Datasets and preprocessing
Most studies investigating automatic cancer prediction and clustering used datasets such as the TCGA, UCI, NCBI Gene Expression Omnibus and Kentridge biomedical databases. There are a few of techniques used in processing dataset including removing the genes that have zero expression across all samples, Normalization, filtering with p value > 10^-05 to remove some unwanted technical variation and log2 transformations. Statistical methods, neural network, were applied to reduce the dimensionality of the gene expressions by selecting a subset of genes. Principle Component Analysis (PCA) can also be used as an initial preprocessing step to extract the datasets features. The PCA method linearly transforms the dataset features into lower dimensional space without capturing the complex relationships between the features. However, simply removing the genes that were not measured by the other datasets could not overcame the class imbalance problem. In that case, one research used Synthetic Minority Class Over Sampling method to generate synthetic minority class samples, which may lead to sparse matrix problem. Clustering was also applied in some studies for labeling data by grouping the samples into high-risk, low-risk groups and so on.

The following table presents the dataset used by considered reference, the applied normalization technique, the cancer type and the dimensionality of the datasets.
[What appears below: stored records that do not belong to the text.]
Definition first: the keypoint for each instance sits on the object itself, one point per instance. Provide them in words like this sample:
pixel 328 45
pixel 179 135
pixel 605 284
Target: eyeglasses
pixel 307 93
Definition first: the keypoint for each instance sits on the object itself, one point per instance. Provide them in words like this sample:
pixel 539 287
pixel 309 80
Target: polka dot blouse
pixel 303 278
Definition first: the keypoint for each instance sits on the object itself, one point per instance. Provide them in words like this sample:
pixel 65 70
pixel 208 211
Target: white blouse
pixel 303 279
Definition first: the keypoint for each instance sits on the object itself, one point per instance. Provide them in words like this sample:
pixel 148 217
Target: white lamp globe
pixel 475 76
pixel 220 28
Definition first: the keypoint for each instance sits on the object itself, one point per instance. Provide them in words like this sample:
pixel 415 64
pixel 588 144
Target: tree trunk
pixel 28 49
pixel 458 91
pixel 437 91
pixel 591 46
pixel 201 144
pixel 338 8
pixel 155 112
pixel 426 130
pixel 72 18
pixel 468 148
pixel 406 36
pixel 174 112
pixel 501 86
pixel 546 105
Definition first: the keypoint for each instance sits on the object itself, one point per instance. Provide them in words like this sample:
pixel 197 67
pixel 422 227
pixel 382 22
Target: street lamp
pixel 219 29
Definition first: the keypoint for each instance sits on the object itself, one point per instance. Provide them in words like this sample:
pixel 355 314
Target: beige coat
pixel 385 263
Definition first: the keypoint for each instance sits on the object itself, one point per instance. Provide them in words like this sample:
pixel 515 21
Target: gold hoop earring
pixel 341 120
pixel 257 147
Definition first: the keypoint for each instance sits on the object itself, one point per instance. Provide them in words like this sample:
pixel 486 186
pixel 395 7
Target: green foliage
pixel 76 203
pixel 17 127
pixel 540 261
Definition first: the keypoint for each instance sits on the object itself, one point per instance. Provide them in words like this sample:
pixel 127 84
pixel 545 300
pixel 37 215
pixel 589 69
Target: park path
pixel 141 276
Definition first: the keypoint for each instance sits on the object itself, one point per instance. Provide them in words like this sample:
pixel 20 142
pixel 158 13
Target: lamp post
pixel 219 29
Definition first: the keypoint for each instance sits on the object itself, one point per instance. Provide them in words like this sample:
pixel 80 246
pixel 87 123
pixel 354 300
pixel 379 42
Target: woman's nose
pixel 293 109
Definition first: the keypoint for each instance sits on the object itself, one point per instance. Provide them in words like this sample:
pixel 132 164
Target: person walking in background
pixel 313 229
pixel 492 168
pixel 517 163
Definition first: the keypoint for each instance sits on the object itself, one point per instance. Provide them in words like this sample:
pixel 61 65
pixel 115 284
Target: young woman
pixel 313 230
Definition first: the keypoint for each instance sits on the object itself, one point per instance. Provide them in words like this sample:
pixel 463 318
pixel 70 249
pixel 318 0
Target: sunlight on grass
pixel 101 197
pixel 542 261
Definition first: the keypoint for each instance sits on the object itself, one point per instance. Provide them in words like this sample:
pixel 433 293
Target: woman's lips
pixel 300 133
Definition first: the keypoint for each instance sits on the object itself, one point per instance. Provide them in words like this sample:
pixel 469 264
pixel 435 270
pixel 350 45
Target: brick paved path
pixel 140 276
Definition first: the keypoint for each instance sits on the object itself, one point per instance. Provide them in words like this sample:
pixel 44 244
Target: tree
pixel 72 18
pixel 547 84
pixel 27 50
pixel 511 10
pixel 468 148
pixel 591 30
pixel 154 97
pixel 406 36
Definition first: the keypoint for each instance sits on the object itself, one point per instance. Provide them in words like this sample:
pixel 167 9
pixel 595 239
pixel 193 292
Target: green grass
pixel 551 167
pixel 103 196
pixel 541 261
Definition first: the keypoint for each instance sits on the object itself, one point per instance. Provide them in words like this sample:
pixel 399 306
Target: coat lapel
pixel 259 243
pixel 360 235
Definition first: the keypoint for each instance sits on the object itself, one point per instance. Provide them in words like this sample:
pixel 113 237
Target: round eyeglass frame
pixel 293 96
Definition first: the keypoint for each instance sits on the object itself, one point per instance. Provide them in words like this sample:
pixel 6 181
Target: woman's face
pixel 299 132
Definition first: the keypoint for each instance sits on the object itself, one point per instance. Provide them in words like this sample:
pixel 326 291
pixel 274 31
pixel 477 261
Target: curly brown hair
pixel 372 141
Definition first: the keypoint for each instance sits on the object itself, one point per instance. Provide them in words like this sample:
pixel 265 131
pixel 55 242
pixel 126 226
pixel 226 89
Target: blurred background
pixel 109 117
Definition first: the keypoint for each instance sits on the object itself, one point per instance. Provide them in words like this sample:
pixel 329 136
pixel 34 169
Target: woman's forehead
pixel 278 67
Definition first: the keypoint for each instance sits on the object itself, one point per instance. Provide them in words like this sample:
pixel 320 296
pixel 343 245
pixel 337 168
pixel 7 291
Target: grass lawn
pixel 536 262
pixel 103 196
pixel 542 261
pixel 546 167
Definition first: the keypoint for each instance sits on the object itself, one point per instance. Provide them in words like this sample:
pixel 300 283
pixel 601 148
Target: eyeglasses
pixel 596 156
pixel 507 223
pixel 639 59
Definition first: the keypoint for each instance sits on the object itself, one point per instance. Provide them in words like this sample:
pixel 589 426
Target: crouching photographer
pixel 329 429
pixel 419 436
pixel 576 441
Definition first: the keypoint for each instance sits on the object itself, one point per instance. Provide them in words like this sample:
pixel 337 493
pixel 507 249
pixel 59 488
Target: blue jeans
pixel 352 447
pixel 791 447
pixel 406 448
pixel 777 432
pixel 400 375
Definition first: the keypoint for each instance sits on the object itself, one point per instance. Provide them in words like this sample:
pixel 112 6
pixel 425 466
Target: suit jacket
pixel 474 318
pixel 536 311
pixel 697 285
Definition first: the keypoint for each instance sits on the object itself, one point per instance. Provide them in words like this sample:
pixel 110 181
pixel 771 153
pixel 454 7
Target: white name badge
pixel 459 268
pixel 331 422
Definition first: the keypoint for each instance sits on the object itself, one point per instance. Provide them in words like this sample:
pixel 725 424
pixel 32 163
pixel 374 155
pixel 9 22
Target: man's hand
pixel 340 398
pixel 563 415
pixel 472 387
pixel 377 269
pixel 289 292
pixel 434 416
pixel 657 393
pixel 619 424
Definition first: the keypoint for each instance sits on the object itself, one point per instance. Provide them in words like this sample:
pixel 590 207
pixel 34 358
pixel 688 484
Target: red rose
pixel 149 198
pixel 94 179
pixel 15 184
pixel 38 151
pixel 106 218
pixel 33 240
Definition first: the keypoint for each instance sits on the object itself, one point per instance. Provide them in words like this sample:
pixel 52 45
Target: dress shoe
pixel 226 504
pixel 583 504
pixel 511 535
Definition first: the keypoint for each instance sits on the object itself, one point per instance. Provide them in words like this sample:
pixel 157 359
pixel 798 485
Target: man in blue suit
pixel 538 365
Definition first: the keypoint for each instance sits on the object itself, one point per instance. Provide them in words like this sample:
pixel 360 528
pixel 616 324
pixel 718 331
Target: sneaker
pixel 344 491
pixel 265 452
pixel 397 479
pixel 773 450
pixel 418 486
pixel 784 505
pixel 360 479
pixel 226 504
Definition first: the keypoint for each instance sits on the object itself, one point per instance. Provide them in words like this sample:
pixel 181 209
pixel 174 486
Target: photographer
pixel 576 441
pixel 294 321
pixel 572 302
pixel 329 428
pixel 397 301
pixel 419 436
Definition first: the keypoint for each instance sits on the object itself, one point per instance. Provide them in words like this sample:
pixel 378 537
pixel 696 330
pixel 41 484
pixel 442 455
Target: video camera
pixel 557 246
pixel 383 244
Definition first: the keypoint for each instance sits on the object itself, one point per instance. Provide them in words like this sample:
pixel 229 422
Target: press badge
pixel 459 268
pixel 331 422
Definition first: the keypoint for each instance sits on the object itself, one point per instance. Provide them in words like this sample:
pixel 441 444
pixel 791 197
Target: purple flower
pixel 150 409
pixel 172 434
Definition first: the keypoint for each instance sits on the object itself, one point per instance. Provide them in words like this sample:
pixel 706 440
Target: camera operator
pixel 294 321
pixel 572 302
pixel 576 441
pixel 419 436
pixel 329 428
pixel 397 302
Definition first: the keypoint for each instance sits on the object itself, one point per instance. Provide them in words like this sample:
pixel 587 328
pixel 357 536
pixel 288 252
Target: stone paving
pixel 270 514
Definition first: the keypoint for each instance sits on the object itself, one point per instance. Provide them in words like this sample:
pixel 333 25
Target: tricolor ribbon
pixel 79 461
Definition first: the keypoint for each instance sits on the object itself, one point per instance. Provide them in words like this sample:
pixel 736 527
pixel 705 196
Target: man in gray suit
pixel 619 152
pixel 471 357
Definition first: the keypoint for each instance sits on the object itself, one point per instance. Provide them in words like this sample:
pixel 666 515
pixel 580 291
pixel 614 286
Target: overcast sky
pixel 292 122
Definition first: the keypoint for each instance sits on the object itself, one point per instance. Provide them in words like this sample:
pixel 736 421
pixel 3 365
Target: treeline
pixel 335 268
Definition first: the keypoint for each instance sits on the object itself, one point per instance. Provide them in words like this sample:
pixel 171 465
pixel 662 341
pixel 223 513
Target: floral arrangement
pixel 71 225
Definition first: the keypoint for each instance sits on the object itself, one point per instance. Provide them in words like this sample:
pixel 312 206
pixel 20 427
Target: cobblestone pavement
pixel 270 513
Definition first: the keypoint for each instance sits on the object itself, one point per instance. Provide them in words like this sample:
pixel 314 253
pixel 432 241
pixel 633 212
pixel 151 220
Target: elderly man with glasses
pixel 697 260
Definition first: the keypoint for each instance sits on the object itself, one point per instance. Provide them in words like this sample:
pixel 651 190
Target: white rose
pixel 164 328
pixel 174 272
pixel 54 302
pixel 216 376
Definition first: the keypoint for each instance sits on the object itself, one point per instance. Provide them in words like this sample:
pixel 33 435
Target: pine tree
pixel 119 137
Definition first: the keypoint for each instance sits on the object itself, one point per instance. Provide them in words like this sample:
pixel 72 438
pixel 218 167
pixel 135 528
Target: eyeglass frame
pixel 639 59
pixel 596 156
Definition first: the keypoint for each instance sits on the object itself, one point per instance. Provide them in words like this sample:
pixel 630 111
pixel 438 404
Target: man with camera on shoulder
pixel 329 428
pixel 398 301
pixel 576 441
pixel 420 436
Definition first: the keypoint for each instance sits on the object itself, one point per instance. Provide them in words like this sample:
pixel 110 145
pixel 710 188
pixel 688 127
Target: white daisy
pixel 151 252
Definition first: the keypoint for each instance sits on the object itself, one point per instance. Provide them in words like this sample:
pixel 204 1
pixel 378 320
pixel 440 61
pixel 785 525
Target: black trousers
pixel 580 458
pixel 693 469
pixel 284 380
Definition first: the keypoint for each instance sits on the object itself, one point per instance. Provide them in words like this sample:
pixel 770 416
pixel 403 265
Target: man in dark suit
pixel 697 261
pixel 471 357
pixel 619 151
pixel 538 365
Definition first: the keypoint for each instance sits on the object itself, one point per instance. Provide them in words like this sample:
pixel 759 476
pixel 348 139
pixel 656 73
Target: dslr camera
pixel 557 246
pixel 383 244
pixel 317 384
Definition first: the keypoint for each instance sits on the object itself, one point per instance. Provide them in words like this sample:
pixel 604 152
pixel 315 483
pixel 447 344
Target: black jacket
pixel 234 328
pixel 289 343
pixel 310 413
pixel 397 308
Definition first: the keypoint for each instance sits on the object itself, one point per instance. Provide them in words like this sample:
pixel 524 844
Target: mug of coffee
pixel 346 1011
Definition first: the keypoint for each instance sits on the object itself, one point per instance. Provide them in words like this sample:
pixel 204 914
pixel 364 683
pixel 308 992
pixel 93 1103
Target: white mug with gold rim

Neural network architecture
Most recent studies reveal that filtering, predicting methods and cluster methods are used in cancer prediction. For filtering, the resulted features are used with statistical methods or machine learning classification and cluster tools such as decision trees, K Nearest Neighbor and Self Organizing Maps(SOM) as figure 2 indicates.

All neural network’s neurons work as feature detectors that learn the input’s features. For our categorization into filtering, predicting and clustering methods was based on the overall rule that a neural network performs in the cancer prediction method. Filtering methods are trained to remove the input’s noise and to extract the most representative features that best describe the unlabeled gene expressions. Predicting methods are trained to extract the features that are significant to prediction, therefore its objective functions measure how accurately the network is able to predict the class of an input. Clustering methods are trained to divide unlabeled samples into groups based on their similarities.